# Natural language processing and modelling using Scikitlearn pipelines

In this notebook, I am taking a data set including sms messages with labels indicating whether they are hams or spams, and try to come up with the model to predict spams, based on the content of the message. It contains the following parts:

**Part 0: Loading data**

**Part 1: Defining methods for preprocessing texts**

**Part 2: Splitting data and applying processing methods on them**

**Part 3: naive bayes method** 

**Part 4: k-fold hold out**

**Part 5: Random Forest, Gradient Boosting and modelling by GridSearch**

**Part 6: Pipeline**

**Part 7: Feature union in pipeline**


In [4]:
import pandas as pd
import numpy as np
import re
from sklearn.feature_extraction.text import CountVectorizer, TfidfTransformer,TfidfVectorizer
from sklearn.metrics import precision_recall_fscore_support as score
from sklearn.model_selection import KFold, cross_val_score
from sklearn.base import BaseEstimator, TransformerMixin
from sklearn.ensemble import GradientBoostingClassifier
from sklearn.cross_validation import train_test_split
from sklearn.ensemble import RandomForestClassifier
from sklearn.pipeline import Pipeline, FeatureUnion
from sklearn.model_selection import GridSearchCV
from sklearn.naive_bayes import MultinomialNB
from sklearn.metrics import confusion_matrix
import nltk
from nltk.tokenize import word_tokenize
from nltk.stem.wordnet import WordNetLemmatizer
lemmatizer = WordNetLemmatizer()
stop_words = nltk.corpus.stopwords.words("english")

# Part 0. Loading data

In [5]:
data = pd.read_csv("SMSSpamCollection.tsv", sep='\t', header=None)#importing the tab delimited data set
data.columns = ['label', 'sms'] #assigning apprpriate headers for the data

In [6]:
data.head(5)

Unnamed: 0,label,sms
0,ham,I've been searching for the right words to tha...
1,spam,Free entry in 2 a wkly comp to win FA Cup fina...
2,ham,"Nah I don't think he goes to usf, he lives aro..."
3,ham,Even my brother is not like to speak with me. ...
4,ham,I HAVE A DATE ON SUNDAY WITH WILL!!

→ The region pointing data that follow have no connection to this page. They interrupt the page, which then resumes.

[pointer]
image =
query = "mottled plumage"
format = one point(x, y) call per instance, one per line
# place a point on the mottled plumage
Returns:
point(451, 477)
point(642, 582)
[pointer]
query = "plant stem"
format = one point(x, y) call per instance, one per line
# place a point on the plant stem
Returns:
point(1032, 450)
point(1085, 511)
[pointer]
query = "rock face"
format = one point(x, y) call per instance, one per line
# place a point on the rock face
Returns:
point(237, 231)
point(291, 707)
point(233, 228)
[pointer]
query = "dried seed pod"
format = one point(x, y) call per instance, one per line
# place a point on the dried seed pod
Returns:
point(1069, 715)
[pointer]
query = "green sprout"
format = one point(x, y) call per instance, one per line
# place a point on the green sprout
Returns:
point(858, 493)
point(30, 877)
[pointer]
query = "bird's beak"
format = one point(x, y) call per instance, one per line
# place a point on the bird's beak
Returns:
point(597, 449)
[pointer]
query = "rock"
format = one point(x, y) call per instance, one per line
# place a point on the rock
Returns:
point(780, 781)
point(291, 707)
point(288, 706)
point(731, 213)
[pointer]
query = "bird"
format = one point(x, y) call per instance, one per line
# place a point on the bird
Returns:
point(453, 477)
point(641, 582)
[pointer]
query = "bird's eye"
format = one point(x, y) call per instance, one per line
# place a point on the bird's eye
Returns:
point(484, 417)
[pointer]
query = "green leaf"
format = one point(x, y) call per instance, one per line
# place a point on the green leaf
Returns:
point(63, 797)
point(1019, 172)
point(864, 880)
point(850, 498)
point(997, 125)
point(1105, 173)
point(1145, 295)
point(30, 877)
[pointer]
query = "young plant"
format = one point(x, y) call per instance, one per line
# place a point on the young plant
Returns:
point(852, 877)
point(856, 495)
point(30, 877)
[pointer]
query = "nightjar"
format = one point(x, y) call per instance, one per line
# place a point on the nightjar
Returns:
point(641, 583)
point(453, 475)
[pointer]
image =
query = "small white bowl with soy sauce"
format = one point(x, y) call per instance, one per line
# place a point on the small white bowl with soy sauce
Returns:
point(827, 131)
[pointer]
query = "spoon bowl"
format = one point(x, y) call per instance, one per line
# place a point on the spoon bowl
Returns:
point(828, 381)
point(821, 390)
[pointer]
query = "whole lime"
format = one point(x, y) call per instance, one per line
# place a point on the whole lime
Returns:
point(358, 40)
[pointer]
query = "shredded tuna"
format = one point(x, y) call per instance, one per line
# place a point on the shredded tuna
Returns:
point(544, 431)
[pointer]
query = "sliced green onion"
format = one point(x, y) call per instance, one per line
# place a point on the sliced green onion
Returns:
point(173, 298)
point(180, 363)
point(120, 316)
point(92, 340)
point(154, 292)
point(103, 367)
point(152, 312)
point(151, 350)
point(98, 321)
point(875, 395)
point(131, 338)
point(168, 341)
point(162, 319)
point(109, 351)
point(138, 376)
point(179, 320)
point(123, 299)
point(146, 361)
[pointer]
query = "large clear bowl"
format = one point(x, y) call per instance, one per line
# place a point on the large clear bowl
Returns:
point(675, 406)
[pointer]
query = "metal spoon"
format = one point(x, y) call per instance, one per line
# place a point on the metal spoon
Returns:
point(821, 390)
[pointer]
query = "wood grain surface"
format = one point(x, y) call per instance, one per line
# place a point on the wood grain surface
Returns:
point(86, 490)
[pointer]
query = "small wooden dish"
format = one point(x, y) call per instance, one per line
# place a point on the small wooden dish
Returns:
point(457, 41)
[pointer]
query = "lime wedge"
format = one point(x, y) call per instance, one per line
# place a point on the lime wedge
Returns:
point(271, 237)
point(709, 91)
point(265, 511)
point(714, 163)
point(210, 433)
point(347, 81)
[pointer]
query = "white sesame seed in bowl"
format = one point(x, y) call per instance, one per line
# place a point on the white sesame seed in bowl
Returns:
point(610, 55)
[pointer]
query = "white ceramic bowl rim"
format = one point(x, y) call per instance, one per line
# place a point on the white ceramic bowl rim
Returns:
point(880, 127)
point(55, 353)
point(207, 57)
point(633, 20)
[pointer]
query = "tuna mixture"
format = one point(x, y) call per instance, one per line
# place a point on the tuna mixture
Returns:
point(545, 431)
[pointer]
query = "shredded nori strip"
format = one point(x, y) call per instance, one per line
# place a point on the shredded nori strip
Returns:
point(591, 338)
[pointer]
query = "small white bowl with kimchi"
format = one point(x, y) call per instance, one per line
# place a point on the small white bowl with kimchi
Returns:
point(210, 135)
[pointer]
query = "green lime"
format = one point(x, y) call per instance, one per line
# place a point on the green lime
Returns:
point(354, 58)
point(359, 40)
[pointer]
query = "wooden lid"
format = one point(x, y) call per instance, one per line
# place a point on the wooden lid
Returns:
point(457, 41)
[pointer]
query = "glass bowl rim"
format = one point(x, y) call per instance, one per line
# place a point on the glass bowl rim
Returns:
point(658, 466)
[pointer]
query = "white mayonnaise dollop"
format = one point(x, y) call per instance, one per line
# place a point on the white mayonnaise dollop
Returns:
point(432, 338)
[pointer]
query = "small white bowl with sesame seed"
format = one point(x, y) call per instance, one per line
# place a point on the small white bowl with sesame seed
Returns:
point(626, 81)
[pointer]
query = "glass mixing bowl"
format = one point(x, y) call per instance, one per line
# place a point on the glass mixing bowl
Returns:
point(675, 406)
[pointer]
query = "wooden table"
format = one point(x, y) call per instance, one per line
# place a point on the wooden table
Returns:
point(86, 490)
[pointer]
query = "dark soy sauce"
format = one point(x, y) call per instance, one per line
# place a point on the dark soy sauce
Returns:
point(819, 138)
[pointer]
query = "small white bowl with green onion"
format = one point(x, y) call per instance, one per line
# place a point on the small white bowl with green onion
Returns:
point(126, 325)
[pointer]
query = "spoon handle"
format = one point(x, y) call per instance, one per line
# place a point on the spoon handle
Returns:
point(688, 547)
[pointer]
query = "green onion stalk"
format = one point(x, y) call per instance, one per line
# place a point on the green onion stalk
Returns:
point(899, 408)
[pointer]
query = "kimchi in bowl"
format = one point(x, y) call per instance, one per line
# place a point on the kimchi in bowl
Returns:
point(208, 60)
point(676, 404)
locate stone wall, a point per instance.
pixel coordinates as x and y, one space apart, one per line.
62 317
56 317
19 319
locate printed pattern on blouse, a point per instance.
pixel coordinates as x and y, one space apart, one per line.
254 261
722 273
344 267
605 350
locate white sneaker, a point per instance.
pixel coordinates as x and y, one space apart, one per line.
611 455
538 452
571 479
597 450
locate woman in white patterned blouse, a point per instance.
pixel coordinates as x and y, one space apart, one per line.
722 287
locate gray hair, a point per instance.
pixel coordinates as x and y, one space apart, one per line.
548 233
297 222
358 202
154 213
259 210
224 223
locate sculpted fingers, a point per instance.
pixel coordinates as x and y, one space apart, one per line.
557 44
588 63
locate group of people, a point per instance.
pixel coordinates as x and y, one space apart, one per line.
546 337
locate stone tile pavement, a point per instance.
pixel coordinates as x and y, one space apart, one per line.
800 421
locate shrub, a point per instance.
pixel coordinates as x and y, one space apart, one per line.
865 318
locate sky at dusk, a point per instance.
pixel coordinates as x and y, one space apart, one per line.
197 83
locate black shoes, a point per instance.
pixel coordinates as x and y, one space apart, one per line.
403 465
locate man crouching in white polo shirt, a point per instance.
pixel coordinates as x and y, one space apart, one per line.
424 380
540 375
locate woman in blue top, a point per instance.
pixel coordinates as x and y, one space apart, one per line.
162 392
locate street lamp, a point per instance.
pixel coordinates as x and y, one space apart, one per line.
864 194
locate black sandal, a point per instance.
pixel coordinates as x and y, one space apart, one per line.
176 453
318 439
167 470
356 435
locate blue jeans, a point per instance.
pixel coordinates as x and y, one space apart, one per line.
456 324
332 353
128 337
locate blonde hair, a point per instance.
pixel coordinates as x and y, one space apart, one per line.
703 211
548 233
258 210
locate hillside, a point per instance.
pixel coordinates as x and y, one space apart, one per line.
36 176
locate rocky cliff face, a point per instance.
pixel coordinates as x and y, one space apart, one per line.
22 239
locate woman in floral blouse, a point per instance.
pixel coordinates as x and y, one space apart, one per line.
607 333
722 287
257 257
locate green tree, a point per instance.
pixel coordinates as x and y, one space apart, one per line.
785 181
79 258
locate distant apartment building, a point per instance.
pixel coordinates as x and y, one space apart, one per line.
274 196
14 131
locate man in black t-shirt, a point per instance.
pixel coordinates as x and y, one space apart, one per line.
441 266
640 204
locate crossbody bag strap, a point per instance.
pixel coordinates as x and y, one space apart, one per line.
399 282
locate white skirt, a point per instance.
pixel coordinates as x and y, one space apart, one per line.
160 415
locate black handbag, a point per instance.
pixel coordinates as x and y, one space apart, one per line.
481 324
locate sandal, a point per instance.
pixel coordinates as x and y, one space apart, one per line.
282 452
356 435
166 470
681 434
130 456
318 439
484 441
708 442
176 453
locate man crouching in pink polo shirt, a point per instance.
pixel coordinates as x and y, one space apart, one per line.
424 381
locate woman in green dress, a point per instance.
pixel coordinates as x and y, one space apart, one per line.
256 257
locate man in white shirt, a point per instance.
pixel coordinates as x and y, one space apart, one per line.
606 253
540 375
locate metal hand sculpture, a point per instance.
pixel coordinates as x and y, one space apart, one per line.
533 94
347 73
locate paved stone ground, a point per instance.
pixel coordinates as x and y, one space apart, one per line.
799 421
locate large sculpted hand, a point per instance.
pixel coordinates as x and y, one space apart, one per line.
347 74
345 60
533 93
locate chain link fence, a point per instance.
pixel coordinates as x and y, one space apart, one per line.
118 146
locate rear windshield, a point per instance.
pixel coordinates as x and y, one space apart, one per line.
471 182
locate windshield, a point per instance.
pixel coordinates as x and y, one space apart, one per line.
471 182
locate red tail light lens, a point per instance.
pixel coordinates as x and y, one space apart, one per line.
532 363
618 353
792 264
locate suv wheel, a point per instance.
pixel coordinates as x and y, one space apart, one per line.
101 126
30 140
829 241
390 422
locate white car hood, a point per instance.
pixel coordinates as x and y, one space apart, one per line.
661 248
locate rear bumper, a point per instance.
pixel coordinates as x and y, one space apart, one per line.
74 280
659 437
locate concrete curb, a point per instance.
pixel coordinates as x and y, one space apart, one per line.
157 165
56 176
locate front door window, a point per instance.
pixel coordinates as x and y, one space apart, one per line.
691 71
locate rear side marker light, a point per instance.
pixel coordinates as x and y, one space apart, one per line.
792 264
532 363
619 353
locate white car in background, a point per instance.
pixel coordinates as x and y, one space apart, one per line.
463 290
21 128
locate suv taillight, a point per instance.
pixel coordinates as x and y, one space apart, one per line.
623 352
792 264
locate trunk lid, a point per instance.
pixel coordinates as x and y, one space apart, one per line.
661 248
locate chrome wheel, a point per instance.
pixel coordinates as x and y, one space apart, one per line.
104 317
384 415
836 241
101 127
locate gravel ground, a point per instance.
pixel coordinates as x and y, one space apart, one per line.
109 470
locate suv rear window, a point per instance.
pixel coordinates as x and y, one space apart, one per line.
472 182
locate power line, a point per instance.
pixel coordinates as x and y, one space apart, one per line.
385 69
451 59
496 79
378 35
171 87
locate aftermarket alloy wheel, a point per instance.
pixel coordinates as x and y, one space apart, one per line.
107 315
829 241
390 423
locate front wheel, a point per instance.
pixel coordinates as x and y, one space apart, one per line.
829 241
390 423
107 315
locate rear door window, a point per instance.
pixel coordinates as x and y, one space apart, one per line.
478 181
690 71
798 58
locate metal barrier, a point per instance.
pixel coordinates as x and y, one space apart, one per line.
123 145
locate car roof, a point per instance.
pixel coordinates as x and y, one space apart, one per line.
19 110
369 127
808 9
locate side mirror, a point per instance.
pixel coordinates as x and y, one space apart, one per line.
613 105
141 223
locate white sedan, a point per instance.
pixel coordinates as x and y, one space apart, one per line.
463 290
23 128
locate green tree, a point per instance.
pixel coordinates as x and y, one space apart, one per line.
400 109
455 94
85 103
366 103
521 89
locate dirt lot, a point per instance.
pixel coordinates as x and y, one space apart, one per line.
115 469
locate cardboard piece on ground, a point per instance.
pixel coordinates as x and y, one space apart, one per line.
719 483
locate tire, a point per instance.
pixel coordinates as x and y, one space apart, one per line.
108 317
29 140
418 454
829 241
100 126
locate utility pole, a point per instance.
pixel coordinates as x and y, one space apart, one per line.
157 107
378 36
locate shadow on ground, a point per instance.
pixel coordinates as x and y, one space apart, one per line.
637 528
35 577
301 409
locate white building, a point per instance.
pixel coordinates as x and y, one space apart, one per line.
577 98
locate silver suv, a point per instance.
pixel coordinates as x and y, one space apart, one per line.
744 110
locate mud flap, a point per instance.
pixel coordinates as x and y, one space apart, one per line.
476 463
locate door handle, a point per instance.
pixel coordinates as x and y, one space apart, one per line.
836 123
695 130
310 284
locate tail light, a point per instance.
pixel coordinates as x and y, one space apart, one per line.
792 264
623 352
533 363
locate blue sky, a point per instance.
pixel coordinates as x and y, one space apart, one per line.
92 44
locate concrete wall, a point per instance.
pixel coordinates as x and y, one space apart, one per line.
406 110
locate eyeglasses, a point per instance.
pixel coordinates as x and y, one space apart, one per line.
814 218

## Part 1: Defining methods for preprocessing texts

In [25]:

def tokenize(text):
    '''this method does the following
    1. normalizing all the words to lower size
    2. removes punctuations
    3. splits the words
    4. removes the stopwords like am,is,have,you,...
    5. lammetizes the words for example running-->run
    '''
    text = re.sub(r"[^a-zA-Z0-9]", " ", text.lower())    # normalize case and remove punctuation
    tokens = word_tokenize(text)    # tokenize text
    tokens = [lemmatizer.lemmatize(word) for word in tokens if word not in stop_words]    # lemmatize andremove stop words
    return tokens
def prep_data(text,method=CountVectorizer):
    '''
    this method counts either counts the words 
    in sentences (CountVectorizer) or wights them 
    based on their importance in the sentence 
    and entire data(TfidfVectorizer):
    '''
    count_vector = method(tokenizer=tokenize)
    count_vector.fit(text)
    doc_array = count_vector.transform(text).toarray()
    frequency_matrix_count = pd.DataFrame(doc_array, columns=count_vector.get_feature_names())
    return frequency_matrix_count,frequency_matrix_count.values,count_vector

def vectorize(text,vectorizer):
    '''
    to use vectorizer extracted from prep_data in other data sets.
    this is important because we need the same vectorizer built on 
    training data to be applied on test data. if we apply prep_data
    twice, once on train data and once on test data, since the words 
    are different they wont be giving simmilar names in the headers
    in the vectorized data frame. so model trained on train data cant be applied 
    on test data since they had seen different words
    '''
    doc_array=vectorizer.transform(text).toarray()
    frequency_matrix_count = pd.DataFrame(doc_array, columns=vectorizer.get_feature_names())
    return frequency_matrix_count,frequency_matrix_count.values
    
def display_results(y_test, y_pred):
    '''
    function to display confusion matrix
    '''
    labels = np.unique(y_pred)
    confusion_mat = confusion_matrix(y_test, y_pred, labels=labels)
    accuracy = (y_pred == y_test).mean()

    print("Labels:", labels)
    print("Confusion Matrix:\n", confusion_mat)
    print("Accuracy:", accuracy)

#### example tokenize()

In [11]:
documents = ['Have you seen this book?',
             'I need to do my homeworks ',
            'consider it done!',
            'this book is amazing']
[tokenize (x) for x in documents]

[['seen', 'book'],
 ['need', 'homework'],
 ['consider', 'done'],
 ['book', 'amazing']]

#### example prep_data()

In [12]:
df,vectorized,vectorizer=prep_data(documents)#uses countvectorizer
df

Unnamed: 0,amazing,book,consider,done,homework,need,seen
0,0,1,0,0,0,0,1
1,0,0,0,0,1,1,0
2,0,0,1,1,0,0,0
3,1,1,0,0,0,0,0


In [13]:
df,vectorized,vectorizer=prep_data(documents,method=TfidfVectorizer)#uses TfidfVectorizer
df

Unnamed: 0,amazing,book,consider,done,homework,need,seen
0,0.0,0.61913,0.0,0.0,0.0,0.0,0.785288
1,0.0,0.0,0.0,0.0,0.707107,0.707107,0.0
2,0.0,0.0,0.707107,0.707107,0.0,0.0,0.0
3,0.785288,0.61913,0.0,0.0,0.0,0.0,0.0


## Part 2: Splitting data and applying processing methods on them

In [15]:
X_train, X_test, y_train, y_test = train_test_split(data['sms'], data['label'], random_state=444)
print('rows in the original data set: {}'.format(data.shape[0]))
print('rows in the training set: {}'.format(X_train.shape[0]))
print('rows in the test set: {}'.format(X_test.shape[0]))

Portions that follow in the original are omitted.